Parallels Between the Two Industries

The forces driving transaction activity in banking—and those that led to the financial crisis—are vastly different from the forces affecting healthcare change. Yet, parallels can be drawn between overall trends in the two industries.

Just as banking shifted away from independent community banks in favor of larger regional banks, healthcare has shifted away from independent community hospitals in favor of regional facilities. At least 80 rural community hospitals in 25 states ceased inpatient operations between 2010 and 2016.

Just as banking moved to an emphasis on branch locations, widespread focus on improving patient access and lowering healthcare costs is spurring the opening of outpatient facilities that can offer more convenient care at a lower cost point. Health systems across the country are aggressively expanding alternative sites, such as retail clinics, urgent care centers, stand-alone emergency departments, and other community-based access points—essentially the “branch banks” of healthcare.

Finally, just as banking saw the rise of large multi-state and national institutions that control a disproportionate share of industry assets, healthcare is seeing a growing emergence of large, regional, statewide, and, in some cases, multi-state health systems. The largest deal announced in 2016, for example, was the merger of two not-for-profit, Catholic healthcare systems: Englewood, Colo.-based Catholic Health Initiatives and San Francisco-based Dignity Health. If completed, the merger will create the nation’s largest not-for-profit health system.

From 2012 to 2016, the number of healthcare organizations targeted for partnership transactions that had a credit rating equivalent to A- or above—often indicative of significant scale—rose from one to nine, with a high of 15 in 2015 (see figure below). While these large-scale mergers still make up a relatively small portion of overall partnership transactions in healthcare, they suggest the potential rise of mega-systems that could mirror trends in banking with the evolution of JPMorgan Chase, Bank of America, and Wells Fargo.

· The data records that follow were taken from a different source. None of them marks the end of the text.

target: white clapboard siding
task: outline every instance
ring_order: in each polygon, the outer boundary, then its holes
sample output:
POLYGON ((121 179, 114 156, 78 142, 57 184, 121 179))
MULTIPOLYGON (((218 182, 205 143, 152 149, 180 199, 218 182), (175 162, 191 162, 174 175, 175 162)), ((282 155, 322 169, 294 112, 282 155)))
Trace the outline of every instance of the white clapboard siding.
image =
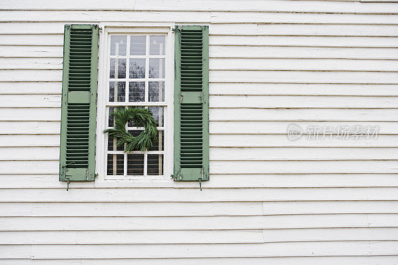
MULTIPOLYGON (((231 86, 231 88, 234 87, 235 86, 231 86)), ((44 109, 43 109, 44 112, 44 109)), ((0 113, 1 113, 1 110, 0 109, 0 113)), ((49 113, 44 115, 44 117, 50 116, 52 116, 49 113)), ((12 116, 11 114, 0 115, 2 119, 6 119, 7 118, 6 117, 10 116, 12 116)), ((28 118, 33 119, 30 117, 26 117, 27 119, 28 118)), ((209 119, 211 121, 244 120, 397 121, 398 108, 212 108, 209 113, 209 119), (394 117, 397 117, 397 118, 395 119, 394 117)))
MULTIPOLYGON (((50 50, 50 49, 48 50, 50 50)), ((398 58, 396 48, 219 45, 210 46, 209 56, 212 58, 265 57, 368 59, 397 59, 398 58)))
POLYGON ((0 232, 0 243, 120 244, 254 243, 263 242, 262 229, 0 232))
MULTIPOLYGON (((319 242, 316 250, 309 246, 312 242, 281 242, 258 244, 175 244, 154 245, 35 245, 31 250, 22 252, 35 258, 71 259, 96 258, 111 259, 121 258, 184 258, 231 257, 279 257, 302 256, 339 256, 350 253, 366 255, 371 251, 373 255, 391 255, 397 242, 377 242, 369 244, 368 241, 319 242), (179 251, 181 248, 187 250, 179 251), (61 251, 62 250, 62 251, 61 251), (221 255, 220 255, 221 254, 221 255)), ((9 246, 0 246, 2 258, 15 258, 16 250, 8 251, 9 246), (12 254, 14 254, 13 255, 12 254)), ((19 252, 17 253, 20 255, 19 252)), ((1 256, 0 256, 1 257, 1 256)), ((18 256, 17 256, 18 257, 18 256)))
MULTIPOLYGON (((0 47, 4 47, 1 46, 0 47)), ((15 46, 14 46, 15 47, 15 46)), ((62 69, 61 58, 1 58, 1 69, 62 69)))
POLYGON ((211 216, 261 215, 263 213, 263 206, 260 201, 22 202, 16 204, 4 202, 0 203, 0 206, 1 216, 211 216))
POLYGON ((265 201, 263 206, 266 215, 398 212, 397 201, 265 201))
POLYGON ((211 108, 396 108, 396 97, 397 96, 338 96, 323 95, 294 95, 288 96, 282 95, 210 95, 209 104, 211 108))
MULTIPOLYGON (((316 126, 316 125, 315 125, 316 126)), ((311 125, 310 125, 310 127, 311 125)), ((226 126, 225 127, 227 127, 226 126)), ((286 126, 287 128, 288 125, 286 126)), ((305 128, 305 127, 304 127, 305 128)), ((323 127, 320 127, 323 128, 323 127)), ((327 128, 327 127, 325 127, 327 128)), ((224 127, 223 129, 226 129, 224 127)), ((221 129, 220 129, 221 130, 221 129)), ((381 135, 377 139, 374 137, 364 136, 362 137, 351 135, 348 139, 337 136, 336 135, 325 135, 315 138, 314 134, 303 135, 298 139, 292 141, 284 132, 270 133, 264 135, 263 132, 248 132, 247 134, 237 135, 233 132, 225 133, 220 132, 219 134, 210 135, 210 147, 390 147, 397 148, 398 146, 394 143, 398 135, 381 135), (226 137, 227 137, 226 139, 226 137)), ((287 152, 288 150, 287 150, 287 152)), ((323 152, 328 152, 323 150, 323 152)), ((361 151, 362 152, 362 151, 361 151)), ((287 155, 287 158, 289 156, 287 155)), ((355 159, 355 157, 350 157, 355 159)), ((391 158, 391 157, 390 157, 391 158)), ((228 160, 228 157, 225 158, 228 160)), ((395 158, 394 158, 395 159, 395 158)))
POLYGON ((398 228, 303 228, 264 229, 264 241, 396 240, 398 228))
MULTIPOLYGON (((178 186, 176 187, 179 187, 178 186)), ((397 190, 396 187, 214 188, 202 190, 197 186, 191 188, 77 188, 68 191, 63 188, 7 188, 2 189, 0 202, 395 200, 398 199, 397 190), (39 197, 37 196, 38 192, 40 194, 39 197)))
POLYGON ((398 213, 398 201, 0 202, 1 216, 187 216, 398 213))
MULTIPOLYGON (((7 13, 7 11, 6 13, 7 13)), ((4 11, 0 13, 5 14, 4 11)), ((382 39, 384 39, 382 38, 382 39)), ((381 40, 381 41, 382 41, 381 40)), ((40 46, 43 44, 62 45, 64 44, 63 34, 28 34, 20 35, 17 33, 14 34, 7 34, 1 36, 1 45, 33 45, 40 46)), ((388 43, 390 43, 389 42, 388 43)))
POLYGON ((3 0, 0 264, 396 265, 398 15, 378 0, 3 0), (209 25, 201 191, 59 181, 64 26, 81 23, 209 25))
MULTIPOLYGON (((230 230, 396 227, 397 214, 297 214, 254 216, 7 217, 0 231, 230 230), (12 219, 12 221, 10 221, 12 219), (90 226, 87 225, 87 222, 90 226)), ((0 252, 1 253, 1 252, 0 252)))
MULTIPOLYGON (((327 24, 337 23, 339 24, 395 24, 398 22, 398 19, 395 15, 385 15, 381 14, 360 14, 349 13, 292 13, 281 12, 275 14, 267 12, 216 12, 212 11, 211 16, 209 16, 208 12, 190 12, 184 10, 184 12, 163 11, 162 12, 146 12, 141 11, 135 12, 135 17, 137 21, 148 21, 153 18, 159 17, 157 16, 163 16, 167 19, 169 14, 173 14, 178 19, 184 18, 188 21, 189 16, 191 15, 198 21, 208 21, 212 23, 306 23, 306 24, 327 24), (136 13, 139 13, 136 14, 136 13), (196 13, 196 14, 195 14, 196 13), (141 16, 141 14, 143 15, 141 16), (148 15, 151 15, 149 17, 148 15), (146 15, 147 17, 145 17, 146 15), (199 18, 199 16, 201 16, 199 18), (205 20, 203 20, 205 19, 205 20)), ((92 11, 76 10, 73 11, 67 10, 58 11, 56 13, 50 10, 31 10, 28 12, 24 11, 0 10, 1 19, 0 21, 25 21, 30 22, 34 20, 35 21, 67 21, 70 20, 71 14, 73 14, 75 20, 82 21, 91 21, 95 20, 97 17, 100 18, 102 21, 128 21, 131 18, 130 12, 117 11, 92 11), (21 17, 18 16, 19 14, 23 13, 25 15, 21 17), (69 16, 68 16, 69 15, 69 16)), ((180 22, 179 20, 176 20, 180 22)), ((182 21, 181 22, 183 22, 182 21)))
MULTIPOLYGON (((354 15, 356 17, 357 15, 354 15)), ((322 14, 322 16, 324 15, 322 14)), ((252 15, 245 16, 246 17, 253 17, 252 15)), ((366 16, 369 19, 369 16, 366 16)), ((382 16, 386 17, 386 16, 382 16)), ((378 18, 378 19, 379 18, 378 18)), ((380 20, 379 20, 380 21, 380 20)), ((34 43, 33 37, 28 38, 28 36, 24 36, 24 43, 34 43)), ((32 35, 34 36, 34 35, 32 35)), ((45 36, 45 35, 43 35, 45 36)), ((57 35, 48 35, 57 36, 57 35)), ((3 43, 20 43, 22 40, 14 40, 13 35, 4 35, 2 37, 3 43)), ((325 37, 318 36, 247 36, 242 32, 241 35, 212 35, 209 37, 209 41, 212 44, 246 44, 246 45, 319 45, 332 46, 364 46, 369 47, 396 47, 398 40, 396 37, 364 37, 361 36, 356 37, 325 37)), ((44 43, 50 43, 47 41, 44 43)), ((55 43, 62 43, 62 41, 58 41, 55 43)), ((210 63, 212 62, 210 61, 210 63)))
MULTIPOLYGON (((61 94, 62 84, 59 82, 0 82, 0 94, 61 94)), ((2 96, 1 96, 2 97, 2 96)), ((61 105, 58 106, 61 106, 61 105)))
MULTIPOLYGON (((1 6, 3 9, 26 9, 26 6, 32 3, 29 0, 19 1, 15 5, 14 2, 10 0, 4 1, 1 6)), ((250 11, 284 11, 291 12, 337 12, 337 13, 358 13, 364 12, 382 13, 391 13, 392 9, 397 7, 397 5, 394 3, 388 3, 381 5, 375 3, 356 3, 353 1, 348 2, 334 2, 333 1, 303 1, 302 3, 295 3, 293 2, 290 5, 286 4, 287 1, 283 0, 276 0, 267 1, 248 1, 247 7, 242 8, 241 2, 238 0, 223 0, 214 2, 209 0, 206 1, 199 1, 199 0, 190 0, 184 3, 180 3, 179 5, 175 6, 170 6, 167 1, 163 0, 157 0, 150 3, 143 0, 135 0, 133 5, 129 1, 124 0, 118 0, 110 4, 106 1, 89 1, 85 3, 84 5, 80 5, 79 7, 82 9, 117 9, 123 8, 126 9, 153 10, 158 11, 165 11, 168 10, 177 10, 180 11, 187 10, 222 10, 222 11, 243 11, 244 10, 250 11), (226 6, 227 5, 228 6, 226 6), (95 5, 96 8, 93 8, 93 5, 95 5)), ((30 9, 46 9, 51 10, 60 9, 60 7, 67 9, 79 9, 76 8, 76 1, 71 1, 65 4, 59 0, 49 2, 47 1, 38 2, 34 7, 29 7, 30 9)), ((79 2, 80 3, 80 2, 79 2)))
MULTIPOLYGON (((203 188, 309 187, 397 187, 395 174, 210 174, 212 179, 202 183, 203 188), (242 179, 244 181, 242 181, 242 179)), ((66 183, 57 181, 58 174, 1 174, 0 188, 61 188, 66 183)), ((189 187, 198 188, 196 182, 175 183, 167 180, 134 182, 100 181, 70 183, 71 188, 88 187, 189 187)))
MULTIPOLYGON (((46 62, 46 63, 48 63, 46 62)), ((38 66, 38 67, 40 66, 38 66)), ((398 72, 398 62, 397 61, 385 60, 214 58, 210 61, 209 67, 210 70, 212 71, 294 70, 398 72)))
MULTIPOLYGON (((35 152, 33 148, 31 151, 26 148, 22 148, 29 154, 35 152)), ((210 160, 377 160, 388 159, 397 156, 398 156, 397 149, 383 147, 330 147, 327 149, 327 152, 325 152, 324 148, 310 147, 306 148, 212 147, 210 149, 210 160)))
POLYGON ((0 108, 0 120, 60 121, 61 120, 61 108, 39 107, 29 109, 30 111, 27 112, 23 107, 0 108))
POLYGON ((0 135, 0 147, 59 147, 59 134, 0 135))
MULTIPOLYGON (((218 60, 218 59, 217 59, 218 60)), ((387 62, 387 61, 386 61, 387 62)), ((11 84, 11 83, 8 83, 11 84)), ((0 83, 0 86, 1 83, 0 83)), ((381 84, 211 83, 211 95, 397 95, 398 85, 381 84)), ((241 110, 235 109, 235 111, 241 110)), ((386 110, 380 109, 385 111, 386 110)), ((211 113, 210 112, 210 115, 211 113)))
POLYGON ((375 264, 394 264, 398 256, 343 256, 326 257, 252 257, 252 258, 158 258, 158 259, 68 259, 68 260, 34 260, 7 259, 5 263, 17 265, 121 265, 134 263, 142 265, 182 265, 190 264, 201 265, 203 263, 209 265, 223 265, 227 264, 263 265, 271 263, 275 265, 284 265, 292 263, 300 262, 307 265, 335 265, 354 263, 358 265, 368 265, 369 263, 375 264))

Similarly, expanding use of virtual health services and rising competition from companies such as Teladoc, MDLive, and American Well, may ultimately transform the fundamental care delivery model as ATMs and internet banking are changing the financial services delivery model.

What’s the Endgame?

Perhaps the strongest lesson to be drawn from banking consolidation is that there is no endgame. To paraphrase Heraclitus: Change is the only known constant.

Like executives in banking and other industries, healthcare executives will face increasing forces driving ever more rapid change and new approaches to growth:

  • Economic pressures will continue to demand major changes to cost structure, which in turn drive industry consolidation
  • New technology and consumer expectations will continue to feed off of one another, creating the need for new, expensive capabilities
  • Scale will continue to bring a competitive advantage, with the definition of scale broadening over time

Hospital and health system transactions historically have involved expansion of larger organizations targeting smaller entities that were struggling financially. Trends in recent years, however, demonstrate that partnerships are a critical strategy as organizations seek to provide coordinated, cost-effective care across the continuum. Many organizations are actively pursuing strategic initiatives aimed at reducing healthcare costs, implementing new technologies and consumer-oriented capabilities, and building economies of scale—objectives that provide proven benefits and reinforce sustainability in tumultuous times.

Just as with banking, the future of healthcare is wrought with countless uncertainties, but hospital and health system leaders cannot afford to take a “wait-and-see” approach. They must work to adopt a new mindset oriented toward helping their organizations make leaps of change rather than incremental change, and continually redefining organizational scope and capabilities.